É uma medida controversa e que abalou a banca italiana, mas o governo insistiu e a aplicação de um imposto sobre os lucros extraordinários dos bancos é mesmo para avançar, mesmo que a medida já tenha sido, entretanto, suavizada. A ideia do executivo liderado por Giorgia Meloni passa por utilizar o dinheiro arrecadado com a taxa para descer os impostos e ajudar as famílias com maiores dificuldades em cumprir o crédito à habitação.

Uma medida que deverá gerar pelo menos dois mil milhões de euros ao Estado italiano, que pretende transferir a quantia diretamente para os contribuintes. Mas e por cá, como seria se o Governo decidisse apostar numa iniciativa semelhante?

O Governo italiano, recorde-se, vai obrigar os bancos a pagarem um imposto extra de 40% que irá recair sobre o excedente da margem financeira, ou seja, sobre os ganhos que os bancos conseguem com a diferença entre os juros que recebem e os juros que pagam. Na prática, os bancos vão ser taxados de uma de duas formas: ou se aplica o imposto sobre o valor que exceda em 5% o crescimento da margem financeira de 2022 em relação a 2021, ou se aplica o imposto sobre o valor que exceda em 10% o crescimento da margem financeira de 2023 em relação a 2021. A aplicação dependerá de qual a maior parcela entre as duas, sendo essa a que vai contar para o imposto.

Se o Governo português seguisse a mesma fórmula– e tendo em conta os dados do Banco de Portugal relativos à margem financeira dos bancos entre os anos de 2022 e 2021, o Estado poderia arrecadar mais de 400 milhões de euros junto da banca.

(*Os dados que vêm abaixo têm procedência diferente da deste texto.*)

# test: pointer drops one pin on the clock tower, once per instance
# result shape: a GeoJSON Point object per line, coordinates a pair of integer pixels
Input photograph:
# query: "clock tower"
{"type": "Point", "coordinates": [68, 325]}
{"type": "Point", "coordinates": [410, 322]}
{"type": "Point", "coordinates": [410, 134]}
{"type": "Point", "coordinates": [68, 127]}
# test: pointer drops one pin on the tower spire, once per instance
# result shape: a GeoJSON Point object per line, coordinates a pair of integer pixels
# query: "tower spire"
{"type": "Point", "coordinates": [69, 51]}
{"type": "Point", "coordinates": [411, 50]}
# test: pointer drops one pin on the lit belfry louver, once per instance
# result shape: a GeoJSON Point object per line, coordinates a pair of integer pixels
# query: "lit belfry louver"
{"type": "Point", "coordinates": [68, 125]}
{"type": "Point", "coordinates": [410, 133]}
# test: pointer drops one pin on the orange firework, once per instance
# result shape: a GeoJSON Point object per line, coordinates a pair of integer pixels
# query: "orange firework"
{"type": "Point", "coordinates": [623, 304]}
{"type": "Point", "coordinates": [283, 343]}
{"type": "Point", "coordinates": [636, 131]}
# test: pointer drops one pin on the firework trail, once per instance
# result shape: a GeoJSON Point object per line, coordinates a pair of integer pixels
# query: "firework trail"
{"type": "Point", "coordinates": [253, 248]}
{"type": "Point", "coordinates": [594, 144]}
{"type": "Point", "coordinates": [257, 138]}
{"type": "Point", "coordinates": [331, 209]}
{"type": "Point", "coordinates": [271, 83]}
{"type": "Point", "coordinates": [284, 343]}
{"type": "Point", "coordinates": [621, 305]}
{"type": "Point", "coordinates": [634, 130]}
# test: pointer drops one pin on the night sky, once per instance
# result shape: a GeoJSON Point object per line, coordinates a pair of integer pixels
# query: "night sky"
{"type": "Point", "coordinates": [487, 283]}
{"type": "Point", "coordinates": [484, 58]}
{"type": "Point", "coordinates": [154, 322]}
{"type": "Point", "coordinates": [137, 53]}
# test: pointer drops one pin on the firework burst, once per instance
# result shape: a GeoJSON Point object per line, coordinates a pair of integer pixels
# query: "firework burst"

Isto para 2022, que é um ano já fechado, mas que não será, certamente, o mais lucrativo para a banca. É que em 2023, face às subidas de taxas de juro decididas pelo Banco Central Europeu, a margem financeira tem aumentado ainda mais, permitindo lucros ainda maiores.

No caso português, e olhando para o ano de 2022, que é o que está fechado, a margem financeira foi de 7.509 milhões de euros, 1.379 milhões de euros acima dos 6.130 milhões de euros obtidos em 2021. Mas como o imposto italiano permite que haja um crescimento de 5% sem ser tributado, seguindo a mesma lógica em Portugal, aplicar-se-ia a taxa de 40% a cerca de 1.072 milhões de euros e não aos 1.379 milhões. O imposto que resultaria para o Estado seria de cerca de 429 milhões de euros.

Já olhando para o ano de 2023, tendo em conta os dados conhecidos do primeiro semestre, sabe-se que a margem financeira continuou a aumentar e que atingiu os 4.200 milhões de euros, apenas levando em consideração os cinco maiores bancos a operar em Portugal. No primeiro semestre de 2021, a margem financeira de todo o setor foi de 3.042 milhões de euros. A diferença é de cerca de 1.150 milhões de euros, mas neste caso seria possível um crescimento de 10% na margem financeira sem tributação, pelo que a taxa de 40% se aplicaria apenas a pouco mais de 853 milhões de euros e não aos 1.150 milhões. O imposto que resultaria seria de cerca de 341 milhões de euros.

Como o maior valor é o que resulta da diferença entre a margem financeira de 2022 e de 2021, seria esse o montante a cobrar aos bancos.

Recorde-se, no entanto, que esta quarta-feira o Ministério das Finanças italiano emitiu um esclarecimento onde dizia que o imposto seria limitado a 0,1% do total dos ativos do banco. Analistas citados pelo Financial Times disseram que este limite "reduziria grandemente" o impacto da medida, diminuindo a coleta total da taxa de 4,5 mil milhões de euros para 2,5 mil milhões de euros ou menos.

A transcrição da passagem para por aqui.